Monkey's Audio is an algorithm and file format for lossless audio data compression. Lossless data compression does not discard data during the process of encoding, unlike lossy compression methods such as AAC, MP3, Vorbis, and Opus. Therefore, it may be decompressed to a file that is identical to the source material.

Similar to other lossless audio codecs, files encoded to Monkey's Audio are typically reduced to about half of the original size,[1] with data transfer time and storage requirements being reduced accordingly.

Comparisons

Like any lossless compression scheme, Monkey's Audio format takes up several times as much space as lossy compression formats. Typically about twice as much as a 320 kbit/s bitrate MP3 file. The upside is that no data is lost compared to the input file, making lossless codecs suitable for transcoding, or simply taking up approximately half as much space as raw PCM data.
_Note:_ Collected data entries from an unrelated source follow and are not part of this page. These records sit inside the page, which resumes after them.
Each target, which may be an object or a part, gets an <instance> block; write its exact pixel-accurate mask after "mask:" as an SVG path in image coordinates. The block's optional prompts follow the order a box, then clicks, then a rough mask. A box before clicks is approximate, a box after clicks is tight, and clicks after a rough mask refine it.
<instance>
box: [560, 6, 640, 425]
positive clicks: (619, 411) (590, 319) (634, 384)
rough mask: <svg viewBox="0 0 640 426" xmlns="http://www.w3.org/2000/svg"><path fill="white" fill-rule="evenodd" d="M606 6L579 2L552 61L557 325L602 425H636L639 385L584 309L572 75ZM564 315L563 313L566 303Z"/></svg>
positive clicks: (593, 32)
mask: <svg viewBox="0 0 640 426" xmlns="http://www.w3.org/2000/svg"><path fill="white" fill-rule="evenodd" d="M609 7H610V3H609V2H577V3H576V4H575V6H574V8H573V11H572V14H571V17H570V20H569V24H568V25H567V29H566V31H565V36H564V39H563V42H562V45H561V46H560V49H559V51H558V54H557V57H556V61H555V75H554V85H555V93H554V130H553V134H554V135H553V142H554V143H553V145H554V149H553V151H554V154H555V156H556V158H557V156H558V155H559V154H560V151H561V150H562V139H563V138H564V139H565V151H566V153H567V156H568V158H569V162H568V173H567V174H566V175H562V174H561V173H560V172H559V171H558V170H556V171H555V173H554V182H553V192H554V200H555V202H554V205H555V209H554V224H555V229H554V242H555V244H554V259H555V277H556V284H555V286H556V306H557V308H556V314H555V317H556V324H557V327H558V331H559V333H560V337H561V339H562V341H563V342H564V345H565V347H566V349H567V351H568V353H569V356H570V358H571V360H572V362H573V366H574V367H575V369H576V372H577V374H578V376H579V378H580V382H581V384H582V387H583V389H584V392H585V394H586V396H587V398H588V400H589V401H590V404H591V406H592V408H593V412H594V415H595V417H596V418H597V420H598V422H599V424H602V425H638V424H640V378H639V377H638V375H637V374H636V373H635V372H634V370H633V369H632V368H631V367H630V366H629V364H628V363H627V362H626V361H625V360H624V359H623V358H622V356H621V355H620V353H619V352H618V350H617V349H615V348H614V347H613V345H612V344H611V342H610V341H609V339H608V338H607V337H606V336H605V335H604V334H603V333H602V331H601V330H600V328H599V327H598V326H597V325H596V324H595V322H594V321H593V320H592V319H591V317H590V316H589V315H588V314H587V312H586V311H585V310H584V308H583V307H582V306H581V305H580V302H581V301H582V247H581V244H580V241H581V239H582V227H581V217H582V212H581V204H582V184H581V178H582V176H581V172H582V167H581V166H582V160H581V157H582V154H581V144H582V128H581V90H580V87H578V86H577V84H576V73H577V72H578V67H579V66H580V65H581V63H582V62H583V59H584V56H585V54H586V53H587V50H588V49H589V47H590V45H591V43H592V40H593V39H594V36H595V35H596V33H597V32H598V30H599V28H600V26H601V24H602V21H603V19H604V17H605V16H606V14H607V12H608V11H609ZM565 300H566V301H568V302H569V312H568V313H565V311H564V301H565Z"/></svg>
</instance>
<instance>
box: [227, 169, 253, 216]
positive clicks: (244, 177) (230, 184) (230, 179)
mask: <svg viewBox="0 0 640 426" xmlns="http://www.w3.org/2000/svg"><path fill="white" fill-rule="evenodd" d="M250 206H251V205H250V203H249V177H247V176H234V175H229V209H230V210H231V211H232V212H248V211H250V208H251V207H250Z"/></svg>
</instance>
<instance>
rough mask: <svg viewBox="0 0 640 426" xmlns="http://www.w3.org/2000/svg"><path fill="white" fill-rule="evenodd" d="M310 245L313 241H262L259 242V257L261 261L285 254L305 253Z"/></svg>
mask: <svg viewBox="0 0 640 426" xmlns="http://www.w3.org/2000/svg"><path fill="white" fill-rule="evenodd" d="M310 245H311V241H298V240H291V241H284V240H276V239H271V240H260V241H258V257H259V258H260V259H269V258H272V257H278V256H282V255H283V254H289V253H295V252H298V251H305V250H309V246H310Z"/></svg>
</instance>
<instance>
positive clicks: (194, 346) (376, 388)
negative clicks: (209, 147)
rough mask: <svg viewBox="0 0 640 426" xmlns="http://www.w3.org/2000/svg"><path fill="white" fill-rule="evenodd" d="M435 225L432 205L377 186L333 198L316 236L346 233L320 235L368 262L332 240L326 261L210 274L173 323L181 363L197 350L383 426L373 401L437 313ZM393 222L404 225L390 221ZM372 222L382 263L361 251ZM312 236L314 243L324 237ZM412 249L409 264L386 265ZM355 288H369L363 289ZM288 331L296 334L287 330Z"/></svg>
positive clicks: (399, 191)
Compared to FLAC, ALAC, or WavPack, Monkey's Audio is relatively slow to encode or decode files.

Although Monkey's Audio is distributed as freeware, it is not open source. Among other things, the source code license terms make it impossible to legally redistribute, and invites people to infringe on the GPL license of other software. This is not compatible with the Open Source Definition or Free Software Definition as stated by the Open Source Initiative and Free Software Foundation, respectively.[2][3]
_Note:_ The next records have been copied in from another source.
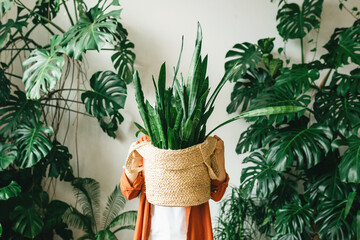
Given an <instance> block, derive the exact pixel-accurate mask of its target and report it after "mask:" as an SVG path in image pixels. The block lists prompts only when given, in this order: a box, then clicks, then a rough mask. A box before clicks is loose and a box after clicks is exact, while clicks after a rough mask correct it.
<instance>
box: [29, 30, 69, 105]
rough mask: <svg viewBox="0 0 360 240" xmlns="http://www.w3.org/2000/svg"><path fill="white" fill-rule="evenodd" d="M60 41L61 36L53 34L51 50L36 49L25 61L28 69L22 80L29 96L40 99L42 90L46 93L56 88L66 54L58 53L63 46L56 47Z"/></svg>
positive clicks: (29, 96)
mask: <svg viewBox="0 0 360 240" xmlns="http://www.w3.org/2000/svg"><path fill="white" fill-rule="evenodd" d="M60 41H61V36H59V35H56V34H55V35H53V36H52V37H51V38H50V52H48V51H47V50H46V49H35V50H33V51H32V52H31V53H30V56H29V58H27V59H26V60H25V61H24V62H23V67H24V69H25V68H26V70H25V71H24V75H23V78H22V81H23V82H24V84H25V90H26V97H27V98H30V99H39V98H40V90H42V91H43V92H44V93H45V94H46V93H48V92H49V91H51V90H53V89H54V87H55V85H56V83H57V81H58V80H59V79H60V77H61V75H62V74H61V70H62V67H63V65H64V56H62V55H60V56H59V55H58V54H59V52H60V49H61V48H55V47H56V45H58V44H59V42H60Z"/></svg>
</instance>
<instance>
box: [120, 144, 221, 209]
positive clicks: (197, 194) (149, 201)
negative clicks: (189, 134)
mask: <svg viewBox="0 0 360 240" xmlns="http://www.w3.org/2000/svg"><path fill="white" fill-rule="evenodd" d="M216 142H217V140H216V139H215V138H214V137H208V138H207V139H206V140H205V141H204V142H202V143H200V144H197V145H194V146H191V147H188V148H185V149H179V150H171V149H159V148H157V147H155V146H153V145H152V144H151V143H150V142H147V141H144V142H141V143H139V144H137V145H135V146H132V147H130V149H129V153H128V157H127V160H126V165H125V167H126V168H127V169H128V170H129V171H131V172H134V171H141V170H144V173H145V191H146V197H147V200H148V201H149V202H150V203H151V204H155V205H161V206H172V207H186V206H196V205H200V204H202V203H205V202H207V201H208V200H209V199H210V188H211V186H210V185H211V179H218V176H219V170H218V166H217V161H216V154H215V150H216ZM135 150H136V151H138V152H139V154H140V155H141V156H142V157H143V158H144V166H143V168H142V167H141V168H132V164H131V163H132V153H133V151H135Z"/></svg>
Alternatively, FLAC and WavPack are available under open source licences, and are well supported in Linux distributions and in many applications. Since all of these formats are lossless, users can transcode between formats without generation loss.

While Monkey's Audio can achieve high compression ratios,[4] the cost is a dramatic increase in requirements on the decoding end. Many dedicated portable media players, and even flagship model smartphones have difficulty handling this. In comparison, most lossless codecs are asymmetric, meaning that the work done to achieve higher compression ratios, if selected by the user, slows down the encoding process, but has essentially no effect on the decoding requirements.[5]

Supported platforms

Officially, Monkey's Audio is available only for the Microsoft Windows platform. As of version 4.02 (19 January 2009) a DirectShow filter is distributed with the installer, allowing for compatibility with most media players running on the Windows operating system.[6]
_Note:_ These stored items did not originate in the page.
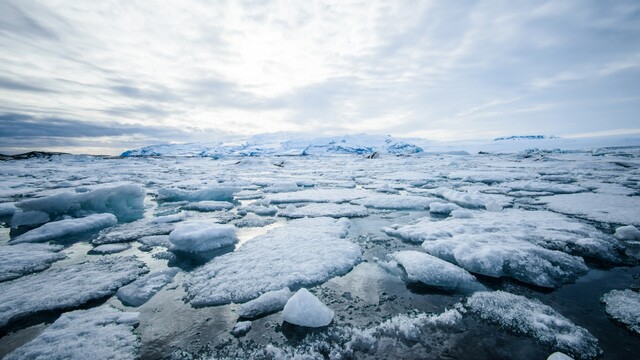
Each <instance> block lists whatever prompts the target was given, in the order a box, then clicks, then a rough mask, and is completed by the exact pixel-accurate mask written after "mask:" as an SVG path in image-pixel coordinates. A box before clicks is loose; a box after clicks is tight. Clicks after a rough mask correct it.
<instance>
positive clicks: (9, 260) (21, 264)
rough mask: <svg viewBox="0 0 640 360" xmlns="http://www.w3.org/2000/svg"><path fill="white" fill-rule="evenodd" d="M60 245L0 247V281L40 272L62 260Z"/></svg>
mask: <svg viewBox="0 0 640 360" xmlns="http://www.w3.org/2000/svg"><path fill="white" fill-rule="evenodd" d="M62 248H63V247H62V245H49V244H18V245H10V246H0V281H7V280H11V279H15V278H18V277H20V276H23V275H27V274H30V273H34V272H37V271H42V270H44V269H46V268H48V267H49V266H51V264H52V263H54V262H56V261H58V260H62V259H64V258H65V257H66V255H65V254H64V253H63V252H61V250H62Z"/></svg>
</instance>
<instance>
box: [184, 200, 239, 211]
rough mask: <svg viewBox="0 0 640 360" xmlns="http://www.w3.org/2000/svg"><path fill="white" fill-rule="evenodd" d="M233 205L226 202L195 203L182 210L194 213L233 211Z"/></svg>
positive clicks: (233, 205) (190, 203)
mask: <svg viewBox="0 0 640 360" xmlns="http://www.w3.org/2000/svg"><path fill="white" fill-rule="evenodd" d="M233 206H234V205H233V204H232V203H230V202H228V201H196V202H193V203H189V204H187V205H185V206H183V207H182V208H183V209H185V210H195V211H220V210H230V209H233Z"/></svg>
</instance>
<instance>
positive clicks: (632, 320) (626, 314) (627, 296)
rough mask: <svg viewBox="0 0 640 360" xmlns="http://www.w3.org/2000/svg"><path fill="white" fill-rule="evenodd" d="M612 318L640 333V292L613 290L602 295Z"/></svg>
mask: <svg viewBox="0 0 640 360" xmlns="http://www.w3.org/2000/svg"><path fill="white" fill-rule="evenodd" d="M602 302H603V303H605V305H606V307H605V309H606V311H607V314H609V316H611V318H613V319H614V320H616V321H619V322H621V323H623V324H624V325H626V326H627V327H628V328H629V329H631V330H633V331H635V332H636V333H638V334H640V293H637V292H635V291H632V290H612V291H610V292H608V293H606V294H604V296H603V297H602Z"/></svg>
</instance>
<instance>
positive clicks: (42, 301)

Monkey's Audio is also supported on Linux and OS X using JRiver Media Center or Plex.

A GPL-licensed version of the Monkey's Audio decoder has been independently written for Rockbox and is included in ffmpeg.[3][7] This code also provides playback support in applications that use GStreamer,[8] as well as DeaDBeeF.

A number of Mac OS X players and rippers support the format as well.[9] It is also available as a port and package on FreeBSD.[10]

Monkey's Audio files can be encoded and decoded on any platform which has a J2SE implementation, by the means of the unofficial JMAC library, which is Free software licensed under the GNU LGPL.

Hardware support

Monkey's Audio is supported natively on all modern Cowon multimedia media players, the FiiO X Series and some digital audio players.

On other hardware platforms, the open source firmware project Rockbox supports playback of Monkey's Audio files on most of its supported targets, but many lack sufficient processing power to play them on the higher compression settings.[5]